— Подожди, — отмахнулся Гера. — Дай ещё козлов поснимаю.
Мужики, почуяв недоброе, разбегались в разные стороны. Не хотевшие разбегаться заранее ложились на землю, спасаясь от цепких пуль. Не хотевшие разбегаться или ложиться — падали всё равно, но подбитыми, со свинцовой начинкой в теле.
Нежданно в открытое окно ударила пуля. Чашку, стоящую на столе, разнесло в куски.
— Ага, — сказал Гера, опускаясь на пол, — вот теперь уходим.
Упал вовремя: новая пуля чиркнула на месте его живота, обиделась, полетела дальше и снесла горлышко у кувшина.
Третья пуля, яростно матерясь в полёте, тоже миновала его. Проклиная судьбу, она впилась в стенку над его ухом. Гера не стал дожидаться четвёртой, пятой и сотой пули. Пригибаясь, он покинул добрую кухню.
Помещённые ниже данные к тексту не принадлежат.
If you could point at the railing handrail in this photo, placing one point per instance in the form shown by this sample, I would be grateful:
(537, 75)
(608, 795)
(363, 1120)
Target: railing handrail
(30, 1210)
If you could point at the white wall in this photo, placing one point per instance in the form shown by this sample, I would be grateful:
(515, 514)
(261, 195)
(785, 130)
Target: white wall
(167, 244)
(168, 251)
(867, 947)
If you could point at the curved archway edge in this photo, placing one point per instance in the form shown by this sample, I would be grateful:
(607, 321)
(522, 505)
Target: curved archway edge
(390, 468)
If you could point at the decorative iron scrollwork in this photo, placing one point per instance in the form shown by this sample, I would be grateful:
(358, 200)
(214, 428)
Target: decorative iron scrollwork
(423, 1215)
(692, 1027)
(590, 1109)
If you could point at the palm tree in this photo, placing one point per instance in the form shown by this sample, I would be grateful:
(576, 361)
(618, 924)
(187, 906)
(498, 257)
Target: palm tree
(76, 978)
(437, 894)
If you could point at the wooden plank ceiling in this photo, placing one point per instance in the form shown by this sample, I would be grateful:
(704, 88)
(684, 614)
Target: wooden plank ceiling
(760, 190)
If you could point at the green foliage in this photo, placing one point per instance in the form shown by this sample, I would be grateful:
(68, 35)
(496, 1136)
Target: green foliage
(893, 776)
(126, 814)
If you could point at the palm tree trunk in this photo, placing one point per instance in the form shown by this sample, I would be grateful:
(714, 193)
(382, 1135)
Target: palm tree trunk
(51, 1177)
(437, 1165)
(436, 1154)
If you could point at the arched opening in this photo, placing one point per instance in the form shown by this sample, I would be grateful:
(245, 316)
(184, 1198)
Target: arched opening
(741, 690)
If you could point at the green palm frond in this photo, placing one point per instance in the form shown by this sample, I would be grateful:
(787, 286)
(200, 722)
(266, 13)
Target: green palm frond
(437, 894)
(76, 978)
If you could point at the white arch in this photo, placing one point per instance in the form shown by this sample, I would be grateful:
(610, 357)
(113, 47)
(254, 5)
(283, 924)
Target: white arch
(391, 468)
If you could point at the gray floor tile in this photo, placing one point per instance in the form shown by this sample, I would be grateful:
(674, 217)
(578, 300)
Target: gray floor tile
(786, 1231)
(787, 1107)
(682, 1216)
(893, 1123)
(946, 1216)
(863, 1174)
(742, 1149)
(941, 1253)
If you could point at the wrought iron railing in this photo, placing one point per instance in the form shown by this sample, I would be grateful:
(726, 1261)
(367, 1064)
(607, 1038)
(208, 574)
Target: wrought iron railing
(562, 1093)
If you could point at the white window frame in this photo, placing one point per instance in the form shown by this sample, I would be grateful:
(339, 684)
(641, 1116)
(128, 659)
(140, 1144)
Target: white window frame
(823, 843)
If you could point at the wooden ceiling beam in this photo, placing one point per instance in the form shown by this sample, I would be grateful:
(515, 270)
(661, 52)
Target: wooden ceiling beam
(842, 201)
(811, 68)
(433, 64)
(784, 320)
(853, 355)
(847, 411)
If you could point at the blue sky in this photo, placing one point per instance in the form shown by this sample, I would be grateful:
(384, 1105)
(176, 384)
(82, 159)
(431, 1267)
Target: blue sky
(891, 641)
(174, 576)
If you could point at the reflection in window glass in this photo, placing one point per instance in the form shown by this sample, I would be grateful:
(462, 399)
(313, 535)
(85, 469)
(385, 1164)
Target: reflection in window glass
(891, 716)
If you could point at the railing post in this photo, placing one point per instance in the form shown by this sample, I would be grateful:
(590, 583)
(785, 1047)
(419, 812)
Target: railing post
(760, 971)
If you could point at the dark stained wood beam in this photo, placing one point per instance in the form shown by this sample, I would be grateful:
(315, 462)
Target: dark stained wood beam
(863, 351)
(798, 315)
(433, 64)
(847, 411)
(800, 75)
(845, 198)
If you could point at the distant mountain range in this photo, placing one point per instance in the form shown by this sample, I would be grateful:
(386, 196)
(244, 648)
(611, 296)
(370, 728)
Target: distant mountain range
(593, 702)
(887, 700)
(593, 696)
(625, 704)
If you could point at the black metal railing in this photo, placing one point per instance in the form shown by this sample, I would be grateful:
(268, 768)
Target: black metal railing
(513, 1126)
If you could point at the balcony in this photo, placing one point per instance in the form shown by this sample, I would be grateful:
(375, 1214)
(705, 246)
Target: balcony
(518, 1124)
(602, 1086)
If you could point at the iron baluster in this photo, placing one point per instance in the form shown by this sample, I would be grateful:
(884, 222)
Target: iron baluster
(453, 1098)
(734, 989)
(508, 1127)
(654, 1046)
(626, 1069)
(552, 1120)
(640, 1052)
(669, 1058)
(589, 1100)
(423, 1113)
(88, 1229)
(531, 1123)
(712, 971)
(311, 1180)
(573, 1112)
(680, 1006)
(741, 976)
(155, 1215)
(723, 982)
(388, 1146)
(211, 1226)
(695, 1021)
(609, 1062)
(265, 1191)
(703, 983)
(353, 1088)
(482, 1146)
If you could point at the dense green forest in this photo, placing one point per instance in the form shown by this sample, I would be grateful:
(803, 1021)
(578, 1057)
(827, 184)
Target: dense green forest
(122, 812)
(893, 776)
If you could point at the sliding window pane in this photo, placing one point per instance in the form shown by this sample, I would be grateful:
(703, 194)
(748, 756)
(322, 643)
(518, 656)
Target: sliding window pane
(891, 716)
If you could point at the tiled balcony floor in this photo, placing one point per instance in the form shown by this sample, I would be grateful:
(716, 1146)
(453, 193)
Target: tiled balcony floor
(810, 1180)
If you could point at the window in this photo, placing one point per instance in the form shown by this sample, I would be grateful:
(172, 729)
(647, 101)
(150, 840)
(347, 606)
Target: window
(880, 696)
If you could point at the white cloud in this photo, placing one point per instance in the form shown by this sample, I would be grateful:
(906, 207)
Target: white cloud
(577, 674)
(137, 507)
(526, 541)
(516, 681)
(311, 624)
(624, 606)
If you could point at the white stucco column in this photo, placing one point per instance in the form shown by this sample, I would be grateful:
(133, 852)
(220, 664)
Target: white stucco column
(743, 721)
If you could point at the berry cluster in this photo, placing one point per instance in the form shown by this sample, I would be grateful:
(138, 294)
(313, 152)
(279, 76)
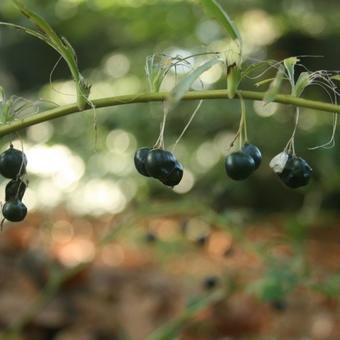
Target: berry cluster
(241, 164)
(160, 164)
(13, 165)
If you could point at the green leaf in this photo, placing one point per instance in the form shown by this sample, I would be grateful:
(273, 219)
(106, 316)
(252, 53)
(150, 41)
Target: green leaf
(215, 10)
(183, 86)
(28, 31)
(40, 23)
(46, 33)
(275, 85)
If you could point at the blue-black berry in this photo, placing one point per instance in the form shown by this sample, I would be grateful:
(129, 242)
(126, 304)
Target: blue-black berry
(12, 163)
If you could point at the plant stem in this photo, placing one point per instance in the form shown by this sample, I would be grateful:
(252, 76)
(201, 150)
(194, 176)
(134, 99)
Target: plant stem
(153, 97)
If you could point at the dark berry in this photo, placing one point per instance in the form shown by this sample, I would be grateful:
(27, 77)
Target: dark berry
(239, 165)
(12, 163)
(296, 172)
(174, 177)
(160, 163)
(15, 189)
(254, 152)
(14, 211)
(140, 159)
(150, 237)
(210, 282)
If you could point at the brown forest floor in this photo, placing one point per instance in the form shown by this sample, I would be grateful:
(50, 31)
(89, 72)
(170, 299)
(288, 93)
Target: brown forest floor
(57, 282)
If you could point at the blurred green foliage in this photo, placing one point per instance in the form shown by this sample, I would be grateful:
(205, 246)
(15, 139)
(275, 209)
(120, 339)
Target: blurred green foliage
(112, 40)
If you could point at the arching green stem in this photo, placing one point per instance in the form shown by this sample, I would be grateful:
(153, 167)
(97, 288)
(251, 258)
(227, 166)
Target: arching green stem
(154, 97)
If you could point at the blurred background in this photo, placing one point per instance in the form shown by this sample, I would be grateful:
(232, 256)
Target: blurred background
(103, 244)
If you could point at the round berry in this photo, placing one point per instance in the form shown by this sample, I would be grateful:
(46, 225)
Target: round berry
(239, 165)
(160, 163)
(12, 163)
(14, 211)
(15, 189)
(140, 159)
(174, 177)
(296, 173)
(254, 152)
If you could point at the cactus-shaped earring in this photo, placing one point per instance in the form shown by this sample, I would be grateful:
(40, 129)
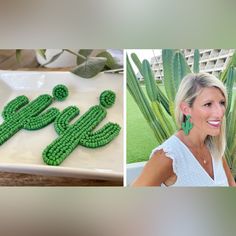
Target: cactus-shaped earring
(187, 125)
(81, 132)
(20, 114)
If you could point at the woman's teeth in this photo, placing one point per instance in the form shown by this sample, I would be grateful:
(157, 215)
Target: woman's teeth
(215, 123)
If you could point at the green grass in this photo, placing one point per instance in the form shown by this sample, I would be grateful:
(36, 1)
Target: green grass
(140, 138)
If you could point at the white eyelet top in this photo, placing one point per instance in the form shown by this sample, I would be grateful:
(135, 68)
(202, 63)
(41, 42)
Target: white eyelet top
(188, 170)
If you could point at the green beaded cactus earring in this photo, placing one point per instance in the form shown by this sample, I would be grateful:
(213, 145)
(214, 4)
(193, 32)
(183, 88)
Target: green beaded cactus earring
(82, 131)
(187, 125)
(20, 113)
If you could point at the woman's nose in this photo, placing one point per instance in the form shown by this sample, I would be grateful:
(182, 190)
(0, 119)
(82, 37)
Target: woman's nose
(219, 110)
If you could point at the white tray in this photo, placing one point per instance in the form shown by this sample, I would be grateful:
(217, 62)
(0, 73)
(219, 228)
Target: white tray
(23, 152)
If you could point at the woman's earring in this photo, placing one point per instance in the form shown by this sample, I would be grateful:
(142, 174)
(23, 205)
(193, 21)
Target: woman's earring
(187, 125)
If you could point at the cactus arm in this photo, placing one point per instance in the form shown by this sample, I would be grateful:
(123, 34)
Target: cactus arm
(91, 118)
(60, 148)
(62, 121)
(41, 120)
(37, 105)
(13, 106)
(101, 137)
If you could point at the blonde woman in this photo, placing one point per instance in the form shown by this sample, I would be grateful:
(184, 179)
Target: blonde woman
(194, 156)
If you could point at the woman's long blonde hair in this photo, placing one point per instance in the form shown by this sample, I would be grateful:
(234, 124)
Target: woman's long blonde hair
(189, 88)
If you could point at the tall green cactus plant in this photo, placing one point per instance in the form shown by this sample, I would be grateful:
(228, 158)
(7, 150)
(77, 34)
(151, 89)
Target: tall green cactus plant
(21, 114)
(81, 132)
(158, 108)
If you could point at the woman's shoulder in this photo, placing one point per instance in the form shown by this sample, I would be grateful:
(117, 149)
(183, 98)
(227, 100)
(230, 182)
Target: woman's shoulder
(168, 147)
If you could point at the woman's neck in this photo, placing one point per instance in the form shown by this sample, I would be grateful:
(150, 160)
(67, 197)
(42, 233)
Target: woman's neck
(193, 140)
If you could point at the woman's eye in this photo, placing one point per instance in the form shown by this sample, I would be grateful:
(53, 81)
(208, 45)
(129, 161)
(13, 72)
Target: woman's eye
(222, 103)
(207, 104)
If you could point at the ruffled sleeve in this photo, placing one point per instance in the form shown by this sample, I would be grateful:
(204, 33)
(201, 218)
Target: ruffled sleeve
(169, 153)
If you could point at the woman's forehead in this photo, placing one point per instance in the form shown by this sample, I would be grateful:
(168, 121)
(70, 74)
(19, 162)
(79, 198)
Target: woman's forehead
(210, 93)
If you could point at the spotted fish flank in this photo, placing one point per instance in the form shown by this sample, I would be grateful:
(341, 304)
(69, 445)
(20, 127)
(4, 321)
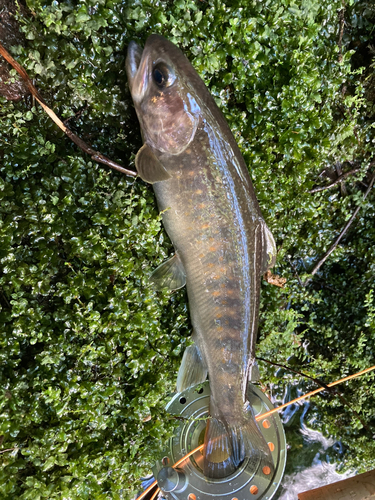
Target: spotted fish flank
(222, 243)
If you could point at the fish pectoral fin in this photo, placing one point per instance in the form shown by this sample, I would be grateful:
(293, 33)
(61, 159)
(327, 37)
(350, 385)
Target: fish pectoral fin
(269, 249)
(193, 370)
(171, 274)
(149, 168)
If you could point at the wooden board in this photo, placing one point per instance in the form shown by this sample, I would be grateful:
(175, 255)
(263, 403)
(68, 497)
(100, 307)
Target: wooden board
(361, 487)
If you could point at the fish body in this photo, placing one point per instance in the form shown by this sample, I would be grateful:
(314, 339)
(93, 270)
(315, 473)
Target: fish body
(222, 243)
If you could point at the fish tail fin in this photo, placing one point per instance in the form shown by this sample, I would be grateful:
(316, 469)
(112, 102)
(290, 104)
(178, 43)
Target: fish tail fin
(217, 455)
(229, 441)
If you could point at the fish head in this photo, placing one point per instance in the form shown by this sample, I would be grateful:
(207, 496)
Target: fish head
(161, 81)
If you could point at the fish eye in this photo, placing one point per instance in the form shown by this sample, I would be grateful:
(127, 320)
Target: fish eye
(162, 75)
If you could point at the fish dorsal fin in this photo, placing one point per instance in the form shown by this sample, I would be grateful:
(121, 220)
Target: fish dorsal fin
(193, 370)
(149, 168)
(269, 249)
(171, 274)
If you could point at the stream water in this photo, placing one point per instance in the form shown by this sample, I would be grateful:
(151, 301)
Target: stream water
(312, 459)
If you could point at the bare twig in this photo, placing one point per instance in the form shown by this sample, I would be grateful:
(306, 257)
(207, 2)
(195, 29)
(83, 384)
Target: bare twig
(341, 31)
(295, 271)
(9, 449)
(338, 239)
(322, 384)
(95, 155)
(339, 179)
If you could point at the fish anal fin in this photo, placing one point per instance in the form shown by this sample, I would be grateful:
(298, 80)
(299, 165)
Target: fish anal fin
(170, 274)
(148, 166)
(193, 370)
(269, 249)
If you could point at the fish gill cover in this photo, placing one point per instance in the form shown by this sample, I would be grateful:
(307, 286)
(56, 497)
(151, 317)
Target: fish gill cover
(89, 352)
Настасья, забыв про возраст, неслась вперёд быстрее гепарда. Гера скатился вслед за ней по ступенькам.
— Вот эту дверь, миленький.
В проходе было темно, пахло отчаянием и могилой. Шумно дыша, Гера с Настасьей добрались до конца. Как это бывает, в конце туннеля случился свет.
Вышли на свежий воздух, огляделись. Светало. На краю деревни весело полыхала избушка без курьих ножек.
— Гады, — всхлипнула Настасья. — Совсем, что ли, сдурели?
— Не дрейфь, — сказал Гера. — Ты же русская женщина. Коня на скаку остановишь, в горящую избу войдёшь.
— Тикать надо, — сказала Настасья.
— Это правильно. Автобус когда отходит?
— В десять утра, миленький… Меня-то возьмёшь?
Гера, не думая, согласно кивнул. Старуха приободрилась и спросила, дадут ли ей большую офицерскую пенсию.
— Ты тоже, что ли? — спросил Гера.
— Да я так себе, — сказала Настасья. — Я не в штате, я спиративщица.
— То-то и оно, — загадочно сказал Гера.
Он предложил переждать в лесу, а без четверти десять рвануть к остановке. Идти быстро и, если что, с потерями не считаться.